Sourdough Malt Beer Bread - cooking recipe

Ingredients
    2 tablespoons sourdough starter
    1 cup white bread flour
    1/2 cup rye flour
    1 1/2 cups water
    1/2 cup malt beer
    1 1/2 teaspoons salt
    1 tablespoon brown sugar, packed
    2 tablespoons butter, melted
    1 1/2 cups rye flour
    1 1/2 cups white bread flour
Preparation
    Sourdough Build: Mix the first four ingredients together. Cover loosely and let sit at room temperature for 12 to 16 hours.
    Dough: Measure out 2 cups of the sourdough build mixture (discard extra).
    Add beer, salt, sugar and butter.
    Mix in the flours.
    Turn dough out onto a lightly floured surface and knead until it is smooth and satiny.
    Cover dough and let it rest for 20 minutes.

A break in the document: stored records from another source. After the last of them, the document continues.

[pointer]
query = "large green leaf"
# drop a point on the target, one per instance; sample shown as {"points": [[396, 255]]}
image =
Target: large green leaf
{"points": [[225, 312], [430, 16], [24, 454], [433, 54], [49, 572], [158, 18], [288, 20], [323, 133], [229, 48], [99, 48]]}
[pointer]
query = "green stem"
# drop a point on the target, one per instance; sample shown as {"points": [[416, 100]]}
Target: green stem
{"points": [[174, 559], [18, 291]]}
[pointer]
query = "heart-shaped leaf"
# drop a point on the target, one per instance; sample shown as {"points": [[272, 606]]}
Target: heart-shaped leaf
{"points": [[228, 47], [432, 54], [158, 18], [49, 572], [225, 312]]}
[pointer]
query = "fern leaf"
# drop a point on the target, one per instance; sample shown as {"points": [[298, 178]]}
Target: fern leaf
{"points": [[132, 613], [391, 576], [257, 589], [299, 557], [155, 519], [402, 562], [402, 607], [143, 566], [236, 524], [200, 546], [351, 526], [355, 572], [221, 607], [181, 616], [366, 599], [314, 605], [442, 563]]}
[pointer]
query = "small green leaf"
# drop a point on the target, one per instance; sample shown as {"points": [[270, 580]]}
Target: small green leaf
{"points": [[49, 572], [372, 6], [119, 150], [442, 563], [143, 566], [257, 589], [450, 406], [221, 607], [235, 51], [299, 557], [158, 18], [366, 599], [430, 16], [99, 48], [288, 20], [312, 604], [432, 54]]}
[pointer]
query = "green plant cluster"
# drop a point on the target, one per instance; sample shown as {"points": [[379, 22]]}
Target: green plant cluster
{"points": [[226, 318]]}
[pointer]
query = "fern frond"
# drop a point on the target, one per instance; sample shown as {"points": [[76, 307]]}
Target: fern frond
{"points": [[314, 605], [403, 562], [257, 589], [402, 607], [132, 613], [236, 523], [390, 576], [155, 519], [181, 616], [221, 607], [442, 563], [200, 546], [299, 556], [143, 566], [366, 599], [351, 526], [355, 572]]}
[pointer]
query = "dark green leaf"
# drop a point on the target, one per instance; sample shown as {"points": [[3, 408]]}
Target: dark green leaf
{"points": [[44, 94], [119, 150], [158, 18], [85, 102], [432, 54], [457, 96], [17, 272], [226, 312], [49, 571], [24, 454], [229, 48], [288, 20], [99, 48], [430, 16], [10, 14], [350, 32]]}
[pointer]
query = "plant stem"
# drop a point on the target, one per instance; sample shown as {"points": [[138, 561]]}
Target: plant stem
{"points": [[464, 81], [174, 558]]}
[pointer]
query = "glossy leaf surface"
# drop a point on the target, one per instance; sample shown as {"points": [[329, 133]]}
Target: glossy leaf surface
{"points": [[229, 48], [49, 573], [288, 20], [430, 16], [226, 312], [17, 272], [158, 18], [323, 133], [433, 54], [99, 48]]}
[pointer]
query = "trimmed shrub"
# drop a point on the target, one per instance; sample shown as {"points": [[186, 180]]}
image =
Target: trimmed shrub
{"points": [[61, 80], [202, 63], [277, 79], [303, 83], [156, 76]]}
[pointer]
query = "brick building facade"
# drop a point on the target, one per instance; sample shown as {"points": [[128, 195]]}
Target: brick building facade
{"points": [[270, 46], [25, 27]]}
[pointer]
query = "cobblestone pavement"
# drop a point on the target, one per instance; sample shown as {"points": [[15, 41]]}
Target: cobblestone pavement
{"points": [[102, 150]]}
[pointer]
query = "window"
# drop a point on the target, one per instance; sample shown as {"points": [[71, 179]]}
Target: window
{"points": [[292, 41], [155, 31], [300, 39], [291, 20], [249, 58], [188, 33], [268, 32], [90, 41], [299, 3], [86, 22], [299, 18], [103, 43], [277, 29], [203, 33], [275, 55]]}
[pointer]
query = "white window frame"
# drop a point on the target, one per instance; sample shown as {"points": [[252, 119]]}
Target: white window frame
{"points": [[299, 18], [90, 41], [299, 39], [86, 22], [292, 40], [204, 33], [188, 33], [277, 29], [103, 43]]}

    Shape into desired loaf--freeform or pan loaf.
    Proof, covered, until dough doubles in size. this may take several hours.
    Preheat oven to 375\u00b0.
    Slash loaf with a very sharp blade.
    Bake for 30 to 50 minutes, depending on shape of loaf.
    Remove from pan (if used) and cool on wire rack.